Both debt consolidation and bankruptcy are legitimate options, but there are huge differences between them. You will need to look at your own situation as well as the goals you have in mind in order to determine which of these (or neither) would work the best for you. It helps however, to know exactly what each process entails.
What Happens in a Chapter 7 Bankruptcy?
In a Chapter 7 bankruptcy, credit cards and debt are discharged and the debts are, in a way, wiped clean. They remain on your credit report, but you do not owe the balances once the bankruptcy is discharged. Usually you are allowed to keep your car and any assets that are necessary to everyday living. You are also usually able to reaffirm debts such as a home loan, which may result in lower interest rates and lower monthly payments.
In order to determine whether you should file bankruptcy, you may want to compile a list of all of your living expenses first. Include food and rent and reasonable expenses that are necessary. The list will also serve as somewhat of an alert. Are there expenses on your list that can be lowered or taken out? Can you spend less in any area? Remember, that the money that goes to unnecessary expenses can be used to pay on bills with creditors. If you are able to find a number of areas you can cut back in, you may not need Chapter 7 or debt consolidation and can budget your finances in a way that fixes your financial situation on your own.
After you have your list of living expenses, calculate the payments of your current debts. If you cannot pay these off in the next 3 years, even after cutting down on living expenses, you may want to consider filing bankruptcy. First, however, contact the creditors and see if they can work with you on either the interest rates or payments. Sometimes, you may be able to qualify for a hardship program which can cut your monthly credit card payments drastically.
Debt Consolidation
Debt consolidation companies are able to get your payments and interest rates lowered and then consolidate all of the payments into one payment per month. Debt consolidation does not typically affect your credit score, but if you settle and instead agree to a lower payoff through debt settlement, you could see a drop in your credit score. If you are in a debt consolidation program, a comment may appear on your report until it is paid off, but does not affect your credit score, at least not in the way that a bankruptcy affects it.

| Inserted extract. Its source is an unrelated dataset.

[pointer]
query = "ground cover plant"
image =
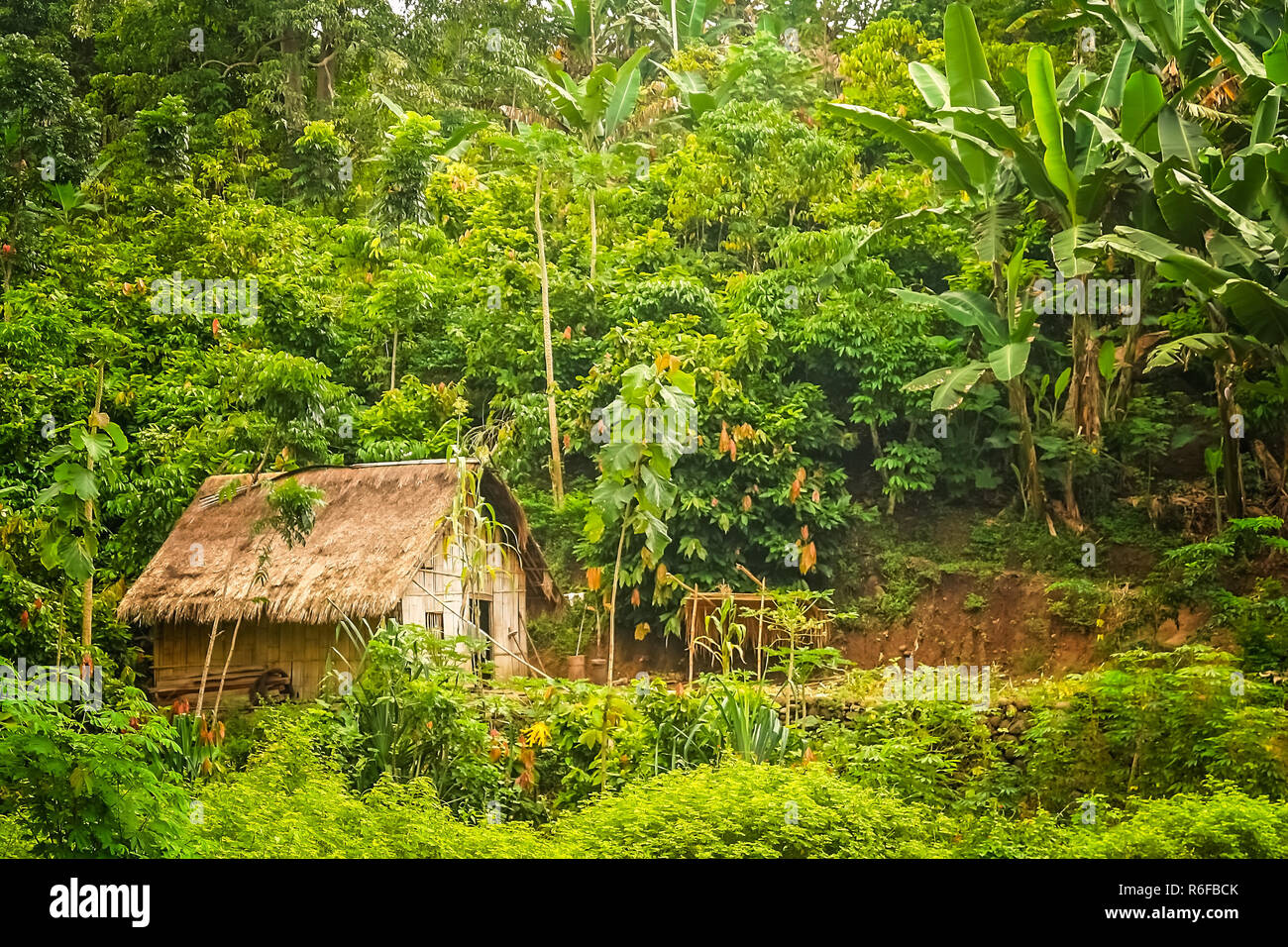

In order for debt consolidation to be effective, you have to be able to pay the monthly payment. Otherwise, you may end up paying for a service that gets you even further in debt. You could essentially consolidate your debt yourself without paying or going through a debt consolidation agency, by transferring balances to lower interest credit cards and paying off high interest cards if you have the funds.
Although debt consolidation does not slam your credit rating as hard as bankruptcy, you are also not exactly debt free. A number of problems can occur through debt consolidation when you do not budget your money and make your payments on time or as agreed upon. This is one of the main reasons that bankruptcy and debt consolidation fail for consumers, because the fix or solution won’t matter if you don’t change any bad spending habits you may have that caused the problem. In this respect, debt consolidation can end up being a waste of money and you still have the debts. At least with bankruptcy, your debts are completely discharged and then it is up to you to take advantage of the fresh start.
Another thing to consider is whether your debts are keeping you from being able to pay for necessities like food. If you find yourself cutting out the things you need for normal everyday living in order to make your credit card payments, bankruptcy is probably the way you should go. Although we all want to be able to pay our debts, it isn’t quite worth it to me if I am not able to feed my child. If you are able to make a monthly payment that covers your debt through a debt consolidation agency, weigh the fees for their services and how long the payments will have to be made.
Make sure when considering bankruptcy or debt consolidation that you look at all angles before making a decision. It is not a decision that should be taken lightly or made willy-nilly as it could potentially change your life for the next 10 years.